Part 3: Efficient Payroll Queries for Many Cutoff Times
Constraints
- 0 <= len(workers) <= 200000
- 0 <= len(cutoff_times) <= 200000
- Each time is a valid 24-hour string in "HH:MM" format
- All worker shifts are within one day and satisfy start_time < end_time
- 0 <= hourly_rate <= 1000000
- Times are precise to the minute
Examples
Input: ([{'id': 'A', 'hourly_rate': 10, 'start_time': '09:00', 'end_time': '12:00'}, {'id': 'B', 'hourly_rate': 20, 'start_time': '10:00', 'end_time': '11:00'}], ['08:00', '10:00', '10:30', '12:00'])
Expected Output: [0.0, 10.0, 25.0, 50.0]
Explanation: At 08:00 nobody has worked. At 10:00 only A has worked 1 hour. At 10:30 A has worked 1.5 hours and B has worked 0.5 hours. At 12:00 both full amounts are included.

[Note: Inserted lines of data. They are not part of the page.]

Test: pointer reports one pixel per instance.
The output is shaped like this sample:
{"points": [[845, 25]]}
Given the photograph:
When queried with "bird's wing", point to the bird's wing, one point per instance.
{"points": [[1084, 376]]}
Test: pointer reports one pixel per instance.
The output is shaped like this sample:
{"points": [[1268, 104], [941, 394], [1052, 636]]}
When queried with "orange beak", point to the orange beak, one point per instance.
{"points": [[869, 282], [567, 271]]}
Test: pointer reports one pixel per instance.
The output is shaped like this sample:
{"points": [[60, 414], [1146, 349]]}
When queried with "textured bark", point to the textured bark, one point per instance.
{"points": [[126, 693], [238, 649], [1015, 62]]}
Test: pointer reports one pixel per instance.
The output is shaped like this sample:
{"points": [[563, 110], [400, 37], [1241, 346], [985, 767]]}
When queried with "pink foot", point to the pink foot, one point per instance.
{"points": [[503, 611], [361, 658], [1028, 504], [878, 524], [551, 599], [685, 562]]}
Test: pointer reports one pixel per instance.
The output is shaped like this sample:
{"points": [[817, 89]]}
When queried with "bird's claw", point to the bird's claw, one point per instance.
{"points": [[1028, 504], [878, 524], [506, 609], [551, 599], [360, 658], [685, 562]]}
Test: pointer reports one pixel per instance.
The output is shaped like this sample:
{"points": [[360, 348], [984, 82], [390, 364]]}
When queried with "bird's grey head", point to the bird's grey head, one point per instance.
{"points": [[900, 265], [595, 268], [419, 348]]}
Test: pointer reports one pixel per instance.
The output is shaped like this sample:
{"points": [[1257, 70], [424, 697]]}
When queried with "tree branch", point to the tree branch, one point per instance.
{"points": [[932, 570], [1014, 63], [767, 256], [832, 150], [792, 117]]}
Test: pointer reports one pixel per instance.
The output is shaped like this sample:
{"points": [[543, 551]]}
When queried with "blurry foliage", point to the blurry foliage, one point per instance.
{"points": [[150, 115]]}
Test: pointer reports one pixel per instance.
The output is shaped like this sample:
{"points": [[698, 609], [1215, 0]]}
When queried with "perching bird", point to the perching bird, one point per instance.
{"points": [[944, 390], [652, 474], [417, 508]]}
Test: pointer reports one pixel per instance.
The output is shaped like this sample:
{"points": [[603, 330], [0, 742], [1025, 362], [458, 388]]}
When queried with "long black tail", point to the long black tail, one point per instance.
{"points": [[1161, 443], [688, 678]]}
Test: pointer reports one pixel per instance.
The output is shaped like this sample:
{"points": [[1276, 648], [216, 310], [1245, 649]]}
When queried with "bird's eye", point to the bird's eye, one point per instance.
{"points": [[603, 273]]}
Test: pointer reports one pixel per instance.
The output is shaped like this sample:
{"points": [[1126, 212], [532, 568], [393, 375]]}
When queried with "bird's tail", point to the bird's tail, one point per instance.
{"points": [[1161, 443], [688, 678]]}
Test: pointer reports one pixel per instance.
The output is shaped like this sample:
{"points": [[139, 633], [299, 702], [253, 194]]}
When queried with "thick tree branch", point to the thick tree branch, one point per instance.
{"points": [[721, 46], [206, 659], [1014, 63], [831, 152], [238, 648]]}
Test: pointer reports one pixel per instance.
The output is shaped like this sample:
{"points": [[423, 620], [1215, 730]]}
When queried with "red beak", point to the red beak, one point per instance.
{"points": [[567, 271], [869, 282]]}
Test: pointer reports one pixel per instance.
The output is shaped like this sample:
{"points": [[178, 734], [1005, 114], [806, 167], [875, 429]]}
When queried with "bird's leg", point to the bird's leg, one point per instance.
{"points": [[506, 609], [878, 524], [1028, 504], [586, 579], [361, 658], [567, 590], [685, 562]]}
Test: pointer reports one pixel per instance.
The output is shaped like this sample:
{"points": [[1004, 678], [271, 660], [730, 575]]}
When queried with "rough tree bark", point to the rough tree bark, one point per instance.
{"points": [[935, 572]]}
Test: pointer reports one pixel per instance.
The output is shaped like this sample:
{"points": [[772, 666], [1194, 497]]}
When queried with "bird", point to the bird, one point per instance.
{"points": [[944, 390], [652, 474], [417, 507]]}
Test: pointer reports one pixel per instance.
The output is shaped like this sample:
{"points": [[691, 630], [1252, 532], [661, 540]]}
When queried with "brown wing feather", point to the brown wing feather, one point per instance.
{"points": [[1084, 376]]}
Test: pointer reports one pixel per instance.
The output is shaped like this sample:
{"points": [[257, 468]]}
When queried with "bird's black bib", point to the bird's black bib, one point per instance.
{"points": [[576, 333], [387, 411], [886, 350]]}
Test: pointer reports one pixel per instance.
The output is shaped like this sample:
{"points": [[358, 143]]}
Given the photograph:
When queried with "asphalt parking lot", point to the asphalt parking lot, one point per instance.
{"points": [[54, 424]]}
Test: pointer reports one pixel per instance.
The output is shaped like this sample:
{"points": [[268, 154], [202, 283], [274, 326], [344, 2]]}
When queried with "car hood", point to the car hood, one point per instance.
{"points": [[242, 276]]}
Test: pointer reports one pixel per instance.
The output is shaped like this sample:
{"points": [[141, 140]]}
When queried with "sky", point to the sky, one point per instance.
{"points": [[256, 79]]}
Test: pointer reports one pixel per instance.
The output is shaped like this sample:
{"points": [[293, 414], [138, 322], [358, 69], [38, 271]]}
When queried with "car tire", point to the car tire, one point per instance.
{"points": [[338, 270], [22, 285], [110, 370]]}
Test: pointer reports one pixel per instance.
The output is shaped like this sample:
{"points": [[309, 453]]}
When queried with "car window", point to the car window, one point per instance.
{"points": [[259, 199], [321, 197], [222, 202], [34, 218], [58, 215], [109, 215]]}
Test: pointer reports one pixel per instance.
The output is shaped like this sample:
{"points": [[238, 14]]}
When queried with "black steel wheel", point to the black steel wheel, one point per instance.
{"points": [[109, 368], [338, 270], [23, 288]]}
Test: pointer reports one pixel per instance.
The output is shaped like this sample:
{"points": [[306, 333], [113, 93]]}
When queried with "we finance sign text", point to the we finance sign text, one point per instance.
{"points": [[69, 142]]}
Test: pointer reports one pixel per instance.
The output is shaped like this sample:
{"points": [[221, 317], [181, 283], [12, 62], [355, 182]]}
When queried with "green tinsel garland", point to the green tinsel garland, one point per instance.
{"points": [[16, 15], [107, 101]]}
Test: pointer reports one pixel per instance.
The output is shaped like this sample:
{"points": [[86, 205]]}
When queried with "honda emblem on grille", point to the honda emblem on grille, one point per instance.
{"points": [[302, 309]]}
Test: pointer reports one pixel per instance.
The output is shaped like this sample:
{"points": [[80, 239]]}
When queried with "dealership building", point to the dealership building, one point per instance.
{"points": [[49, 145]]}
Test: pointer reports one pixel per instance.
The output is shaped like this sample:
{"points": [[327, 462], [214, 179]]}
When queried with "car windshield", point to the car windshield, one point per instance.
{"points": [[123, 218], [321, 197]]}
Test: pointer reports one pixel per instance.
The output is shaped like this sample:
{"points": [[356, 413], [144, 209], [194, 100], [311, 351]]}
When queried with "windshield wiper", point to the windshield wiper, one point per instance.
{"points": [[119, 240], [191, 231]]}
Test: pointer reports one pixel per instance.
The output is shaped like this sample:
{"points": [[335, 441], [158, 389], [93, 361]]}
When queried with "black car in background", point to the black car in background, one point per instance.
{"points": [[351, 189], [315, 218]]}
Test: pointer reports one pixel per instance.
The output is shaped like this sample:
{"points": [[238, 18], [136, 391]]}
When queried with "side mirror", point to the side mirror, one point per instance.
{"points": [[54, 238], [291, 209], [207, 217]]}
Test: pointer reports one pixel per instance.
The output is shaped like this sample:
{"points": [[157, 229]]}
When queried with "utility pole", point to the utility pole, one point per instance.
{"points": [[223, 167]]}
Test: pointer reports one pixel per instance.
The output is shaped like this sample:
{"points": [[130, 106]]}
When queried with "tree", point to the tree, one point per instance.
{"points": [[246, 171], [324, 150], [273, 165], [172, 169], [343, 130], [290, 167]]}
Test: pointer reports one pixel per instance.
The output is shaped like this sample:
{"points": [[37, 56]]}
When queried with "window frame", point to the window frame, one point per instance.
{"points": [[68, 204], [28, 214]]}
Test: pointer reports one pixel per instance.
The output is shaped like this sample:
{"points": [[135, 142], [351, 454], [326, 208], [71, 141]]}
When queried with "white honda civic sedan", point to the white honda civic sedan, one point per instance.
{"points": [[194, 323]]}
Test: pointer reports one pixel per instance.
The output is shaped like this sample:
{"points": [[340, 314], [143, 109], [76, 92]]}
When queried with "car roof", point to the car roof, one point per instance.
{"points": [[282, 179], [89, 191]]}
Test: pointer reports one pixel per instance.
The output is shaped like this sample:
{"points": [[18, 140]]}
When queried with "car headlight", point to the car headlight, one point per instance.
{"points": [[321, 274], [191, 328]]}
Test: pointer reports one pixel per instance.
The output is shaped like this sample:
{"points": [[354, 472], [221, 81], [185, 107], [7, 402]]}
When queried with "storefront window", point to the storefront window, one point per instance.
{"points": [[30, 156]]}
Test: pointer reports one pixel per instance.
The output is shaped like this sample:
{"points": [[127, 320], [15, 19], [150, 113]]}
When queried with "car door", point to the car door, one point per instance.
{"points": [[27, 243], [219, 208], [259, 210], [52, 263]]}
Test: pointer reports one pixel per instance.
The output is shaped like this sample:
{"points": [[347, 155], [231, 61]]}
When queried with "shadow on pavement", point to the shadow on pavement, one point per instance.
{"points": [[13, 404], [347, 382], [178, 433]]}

Input: ([{'id': 'A', 'hourly_rate': 24, 'start_time': '09:15', 'end_time': '10:45'}, {'id': 'B', 'hourly_rate': 60, 'start_time': '10:00', 'end_time': '10:30'}], ['09:15', '10:00', '10:15', '11:00'])
Expected Output: [0.0, 18.0, 39.0, 66.0]
Explanation: The answers reflect cumulative pay at each cutoff, including partial overlap for both workers.

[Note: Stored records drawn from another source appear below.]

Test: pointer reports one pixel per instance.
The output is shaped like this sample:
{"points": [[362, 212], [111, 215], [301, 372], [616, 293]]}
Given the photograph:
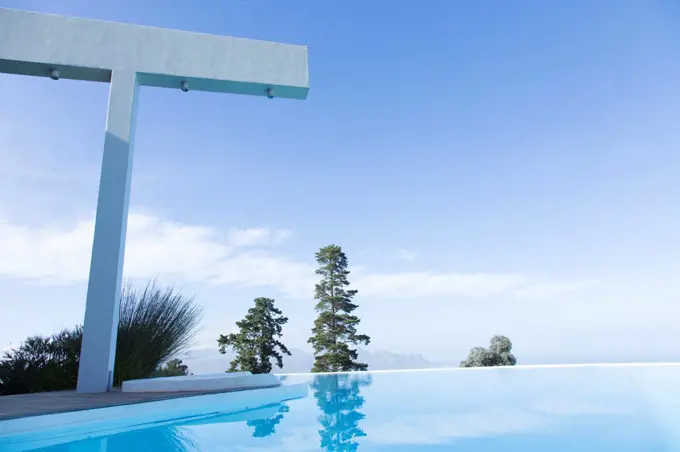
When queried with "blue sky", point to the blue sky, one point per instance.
{"points": [[496, 167]]}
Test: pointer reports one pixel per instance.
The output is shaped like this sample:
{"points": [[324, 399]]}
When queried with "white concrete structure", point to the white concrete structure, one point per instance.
{"points": [[221, 382], [129, 56]]}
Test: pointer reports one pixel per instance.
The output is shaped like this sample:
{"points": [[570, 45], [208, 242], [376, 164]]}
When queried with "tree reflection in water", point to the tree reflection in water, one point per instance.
{"points": [[266, 427], [338, 397]]}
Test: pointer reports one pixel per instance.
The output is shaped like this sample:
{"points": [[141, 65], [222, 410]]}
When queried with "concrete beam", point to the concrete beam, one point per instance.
{"points": [[83, 49]]}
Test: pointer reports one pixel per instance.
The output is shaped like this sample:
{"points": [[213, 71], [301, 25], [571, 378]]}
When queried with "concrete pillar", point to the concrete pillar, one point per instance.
{"points": [[100, 328]]}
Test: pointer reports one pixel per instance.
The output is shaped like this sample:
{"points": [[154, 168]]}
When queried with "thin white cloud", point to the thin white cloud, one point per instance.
{"points": [[193, 253], [258, 236], [406, 255]]}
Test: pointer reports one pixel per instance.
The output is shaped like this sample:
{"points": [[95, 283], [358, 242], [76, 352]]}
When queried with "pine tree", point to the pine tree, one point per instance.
{"points": [[257, 341], [335, 328]]}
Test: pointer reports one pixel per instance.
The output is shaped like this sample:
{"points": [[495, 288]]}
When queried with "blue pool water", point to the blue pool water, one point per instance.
{"points": [[544, 409]]}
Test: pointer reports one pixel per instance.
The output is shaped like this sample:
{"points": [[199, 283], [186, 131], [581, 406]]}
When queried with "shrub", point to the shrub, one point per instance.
{"points": [[155, 325]]}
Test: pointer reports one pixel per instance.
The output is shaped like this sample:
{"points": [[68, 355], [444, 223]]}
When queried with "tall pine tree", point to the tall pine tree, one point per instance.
{"points": [[335, 329], [256, 342]]}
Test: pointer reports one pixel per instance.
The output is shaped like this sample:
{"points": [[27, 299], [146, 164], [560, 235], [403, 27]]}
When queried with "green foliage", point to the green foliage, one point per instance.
{"points": [[173, 368], [42, 364], [155, 324], [335, 329], [339, 399], [256, 342], [499, 353]]}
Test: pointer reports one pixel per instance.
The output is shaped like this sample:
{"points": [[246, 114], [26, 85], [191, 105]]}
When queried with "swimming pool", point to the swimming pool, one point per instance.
{"points": [[630, 408]]}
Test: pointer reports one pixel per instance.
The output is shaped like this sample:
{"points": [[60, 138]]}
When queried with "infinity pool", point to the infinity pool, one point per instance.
{"points": [[522, 409]]}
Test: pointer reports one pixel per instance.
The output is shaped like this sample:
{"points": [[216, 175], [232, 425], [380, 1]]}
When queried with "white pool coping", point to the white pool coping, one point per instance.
{"points": [[33, 432]]}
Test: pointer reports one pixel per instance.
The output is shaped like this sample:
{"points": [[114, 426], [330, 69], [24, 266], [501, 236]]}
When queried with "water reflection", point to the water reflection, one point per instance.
{"points": [[267, 426], [165, 438], [338, 398]]}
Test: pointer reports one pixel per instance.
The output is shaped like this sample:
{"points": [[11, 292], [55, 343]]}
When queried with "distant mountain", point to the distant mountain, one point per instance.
{"points": [[207, 361]]}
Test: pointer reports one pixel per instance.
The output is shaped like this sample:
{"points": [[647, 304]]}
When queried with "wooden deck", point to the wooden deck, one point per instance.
{"points": [[25, 405]]}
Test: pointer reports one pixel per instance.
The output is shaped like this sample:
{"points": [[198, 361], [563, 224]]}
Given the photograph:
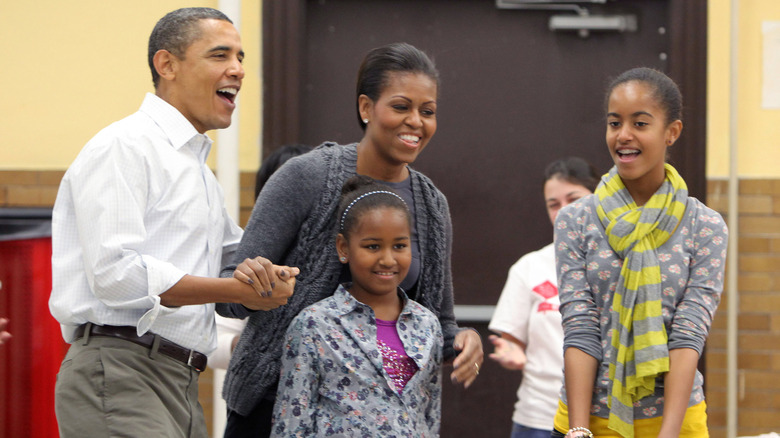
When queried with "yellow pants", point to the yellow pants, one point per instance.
{"points": [[694, 424]]}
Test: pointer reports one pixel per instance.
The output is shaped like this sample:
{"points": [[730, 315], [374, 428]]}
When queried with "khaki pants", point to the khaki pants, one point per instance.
{"points": [[112, 387]]}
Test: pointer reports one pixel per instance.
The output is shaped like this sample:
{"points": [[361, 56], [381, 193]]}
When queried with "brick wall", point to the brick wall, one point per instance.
{"points": [[759, 313]]}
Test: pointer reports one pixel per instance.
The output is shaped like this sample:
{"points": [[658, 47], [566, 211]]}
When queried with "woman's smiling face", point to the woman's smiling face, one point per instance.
{"points": [[638, 134], [402, 120]]}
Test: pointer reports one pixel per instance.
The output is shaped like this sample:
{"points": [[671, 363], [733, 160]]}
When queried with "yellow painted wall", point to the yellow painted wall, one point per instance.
{"points": [[72, 67], [758, 129]]}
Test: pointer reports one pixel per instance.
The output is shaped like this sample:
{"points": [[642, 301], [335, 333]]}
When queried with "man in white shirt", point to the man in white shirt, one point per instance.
{"points": [[139, 235]]}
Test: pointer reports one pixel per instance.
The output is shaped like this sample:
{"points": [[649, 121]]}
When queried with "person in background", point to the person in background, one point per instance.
{"points": [[367, 360], [527, 317], [396, 106], [139, 232], [229, 329], [640, 269]]}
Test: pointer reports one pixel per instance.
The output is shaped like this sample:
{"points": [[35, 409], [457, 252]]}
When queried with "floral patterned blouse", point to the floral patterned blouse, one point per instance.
{"points": [[692, 265], [333, 382]]}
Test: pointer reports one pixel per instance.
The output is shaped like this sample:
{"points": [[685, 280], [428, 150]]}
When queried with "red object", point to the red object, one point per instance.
{"points": [[30, 360]]}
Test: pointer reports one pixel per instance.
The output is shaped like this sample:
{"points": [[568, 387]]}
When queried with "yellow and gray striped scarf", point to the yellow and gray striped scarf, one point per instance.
{"points": [[638, 352]]}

Input: ([], ['00:00', '23:59'])
Expected Output: [0.0, 0.0]
Explanation: With no workers, every query returns 0.
Input: ([{'id': 'A', 'hourly_rate': 60, 'start_time': '00:00', 'end_time': '00:01'}, {'id': 'B', 'hourly_rate': 120, 'start_time': '23:58', 'end_time': '23:59'}], ['00:00', '00:01', '23:58', '23:59'])
Expected Output: [0.0, 1.0, 1.0, 3.0]
Explanation: The first worker contributes 1 dollar by 00:01. The second contributes 2 more dollars by 23:59, for a total of 3.
Hints
- Think of each worker as adding a constant dollar-per-minute contribution on every minute from start_time up to, but not including, end_time.
- Use a difference array over the 1440 minutes of the day, then prefix sums to answer each query in O(1).